What is it that they are protecting me from? A flight of killer robins that are streaming in one after another, seeking to carry away me and everything on the porch? Perhaps rabid squirrels who have been turned into zombies and are seeking to eat anything that is still alive? Maybe it is the life threatening jogger who is attempting a run by? What could this be that has caused them to place themselves between it and me?

In fear, I look out the direction they are looking as they are barking and growling. What I see takes my breath away. My heart races. Never in all my days have a I seen such a sight. Never have I felt so threatened as I did sitting there on the porch in the quiet of the morning. How could this happen in this quiet little town in southwest Iowa? I could see if this was in cities. Maybe where we came from. We might see this on the news in some far away place, but here? How is this happening? Why is it happening? Save me...

...from the terror of a red desk chair. Yes, the thing that was causing such a commotion in the quiet on West Main St was a used desk chair. It was sitting on the curb, waiting for someone who might think that they needed such a chair. It must have escaped from the office or study of someone on this street. Or maybe it has migrated from another part of town.
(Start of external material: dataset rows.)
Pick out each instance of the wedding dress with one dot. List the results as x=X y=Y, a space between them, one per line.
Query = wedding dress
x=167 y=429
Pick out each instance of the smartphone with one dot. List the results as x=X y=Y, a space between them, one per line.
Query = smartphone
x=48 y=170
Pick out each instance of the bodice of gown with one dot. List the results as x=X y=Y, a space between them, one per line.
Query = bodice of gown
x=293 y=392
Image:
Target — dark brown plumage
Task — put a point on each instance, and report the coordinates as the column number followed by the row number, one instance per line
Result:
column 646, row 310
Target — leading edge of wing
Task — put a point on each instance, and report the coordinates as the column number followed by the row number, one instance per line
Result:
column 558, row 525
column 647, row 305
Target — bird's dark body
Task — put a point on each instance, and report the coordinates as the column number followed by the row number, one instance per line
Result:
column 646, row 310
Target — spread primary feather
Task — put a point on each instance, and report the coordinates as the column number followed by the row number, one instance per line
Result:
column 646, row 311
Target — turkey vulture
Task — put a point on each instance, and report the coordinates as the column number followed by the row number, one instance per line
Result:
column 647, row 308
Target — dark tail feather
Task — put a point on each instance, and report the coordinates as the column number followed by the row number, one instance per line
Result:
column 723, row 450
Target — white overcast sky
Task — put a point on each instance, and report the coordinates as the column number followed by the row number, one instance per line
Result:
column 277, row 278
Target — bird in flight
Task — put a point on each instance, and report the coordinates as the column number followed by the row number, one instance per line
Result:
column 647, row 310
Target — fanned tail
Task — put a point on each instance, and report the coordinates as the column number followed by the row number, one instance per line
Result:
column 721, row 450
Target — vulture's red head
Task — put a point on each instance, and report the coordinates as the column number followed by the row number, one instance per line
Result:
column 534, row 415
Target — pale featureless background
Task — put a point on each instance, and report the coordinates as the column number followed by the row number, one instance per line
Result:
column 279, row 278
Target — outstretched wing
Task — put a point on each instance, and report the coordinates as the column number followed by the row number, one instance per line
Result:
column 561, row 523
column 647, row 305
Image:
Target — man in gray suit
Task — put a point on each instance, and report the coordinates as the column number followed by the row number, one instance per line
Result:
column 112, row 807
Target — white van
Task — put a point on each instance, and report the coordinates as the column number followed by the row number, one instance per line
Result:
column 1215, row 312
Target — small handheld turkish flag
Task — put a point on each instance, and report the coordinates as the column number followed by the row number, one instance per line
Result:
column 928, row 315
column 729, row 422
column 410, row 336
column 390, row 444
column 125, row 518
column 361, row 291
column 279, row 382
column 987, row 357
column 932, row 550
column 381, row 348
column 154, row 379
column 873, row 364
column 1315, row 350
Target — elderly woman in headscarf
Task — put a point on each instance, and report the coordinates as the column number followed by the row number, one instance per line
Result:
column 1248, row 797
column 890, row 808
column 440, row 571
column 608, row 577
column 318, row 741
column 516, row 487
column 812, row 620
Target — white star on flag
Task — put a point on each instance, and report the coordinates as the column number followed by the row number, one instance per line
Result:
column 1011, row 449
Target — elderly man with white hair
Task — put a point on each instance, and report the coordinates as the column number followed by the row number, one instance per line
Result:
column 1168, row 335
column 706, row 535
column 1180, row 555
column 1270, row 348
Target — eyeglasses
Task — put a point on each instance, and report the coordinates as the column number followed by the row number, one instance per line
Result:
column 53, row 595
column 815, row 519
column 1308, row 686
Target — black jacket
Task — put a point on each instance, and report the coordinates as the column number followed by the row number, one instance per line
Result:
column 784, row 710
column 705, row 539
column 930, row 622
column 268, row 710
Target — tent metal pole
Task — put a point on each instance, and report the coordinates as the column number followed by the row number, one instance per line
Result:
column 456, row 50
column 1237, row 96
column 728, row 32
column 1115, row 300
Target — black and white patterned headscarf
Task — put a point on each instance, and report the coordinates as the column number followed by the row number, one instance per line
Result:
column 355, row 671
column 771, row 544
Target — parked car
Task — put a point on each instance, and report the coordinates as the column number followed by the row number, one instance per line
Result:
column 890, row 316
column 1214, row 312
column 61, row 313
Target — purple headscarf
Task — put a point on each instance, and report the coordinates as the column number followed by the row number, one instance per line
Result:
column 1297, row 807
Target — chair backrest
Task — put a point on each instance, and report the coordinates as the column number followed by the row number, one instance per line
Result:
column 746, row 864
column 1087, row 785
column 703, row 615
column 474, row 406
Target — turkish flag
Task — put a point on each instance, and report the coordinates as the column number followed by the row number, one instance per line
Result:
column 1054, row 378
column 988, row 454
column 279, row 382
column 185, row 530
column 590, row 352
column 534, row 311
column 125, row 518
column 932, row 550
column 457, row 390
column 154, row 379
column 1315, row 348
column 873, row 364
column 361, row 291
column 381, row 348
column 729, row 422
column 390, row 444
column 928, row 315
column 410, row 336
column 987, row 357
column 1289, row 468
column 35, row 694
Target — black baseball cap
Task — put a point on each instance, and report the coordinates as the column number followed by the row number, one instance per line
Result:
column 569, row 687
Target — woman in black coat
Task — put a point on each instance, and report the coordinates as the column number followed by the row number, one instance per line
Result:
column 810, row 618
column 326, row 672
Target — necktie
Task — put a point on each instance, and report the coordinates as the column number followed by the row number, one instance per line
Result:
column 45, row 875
Could this terror have really come from this part of town? Maybe it was migrating from another town or even another state. Oh my! The terror of it all.

I sat and watched Zeb and Wrigley barking at that chair and wondered, "What were they seeing?" It was a chair on the side of the road, for anyone who had need of it. How could they see this as something that needed to be guarded against?

And I thought, "How often does that happen to me?" How often do I see something mundane as a terrible, awful attack upon me and my life? Do I get caught up in things that don't really matter? Do I spend my time fighting the chair at the side of the road?

Instead of actually keeping my eyes and soul open for those things I should be on guard against. The devil is after my soul. He seeks to devour me. He wants to tear me away from the Lord Jesus Christ. He does what he can to attack me, and do I see it for what it is? Do I see those temptations to sin as something that could really cause me real spiritual problems? Or am I so busy barking at the chair at the side of the road that I don't see how those temptations are much more deadly for me in my life?

Makes me wonder. Why don't I actually fight the real battles instead of the pretend ones? I should speak up concerning racial injustice (not the systemic stuff that is thrown out there but the real racial issues that need to be addressed), or life issues such as abortion, the murder of innocent unborn babies, or the abuse of spouses and children, or the wrongful sexual actions taken by so many in society (such as living together outside of marriage, heterosexual activities outside of marriage, homosexual activities, and all the other sexual sins that society wants us to accept as normal), and a whole host of other atrocities that are perpetuated in our world today.

Instead, I bark at the chair. It is much easier to address. It doesn't cause me to have to do anything. But our Lord calls us to stand up and be counted. We are called to live the Christian life, in all areas, not just the ones we like. That is a challenge. And me, and you also as well as the whole Christian community, need to live our faith, profess our faith and act to begin to make changes in this world.

Yes, sitting there calming the dogs down, the Holy Spirit nudged my conscience. Lord, help me to answer that call.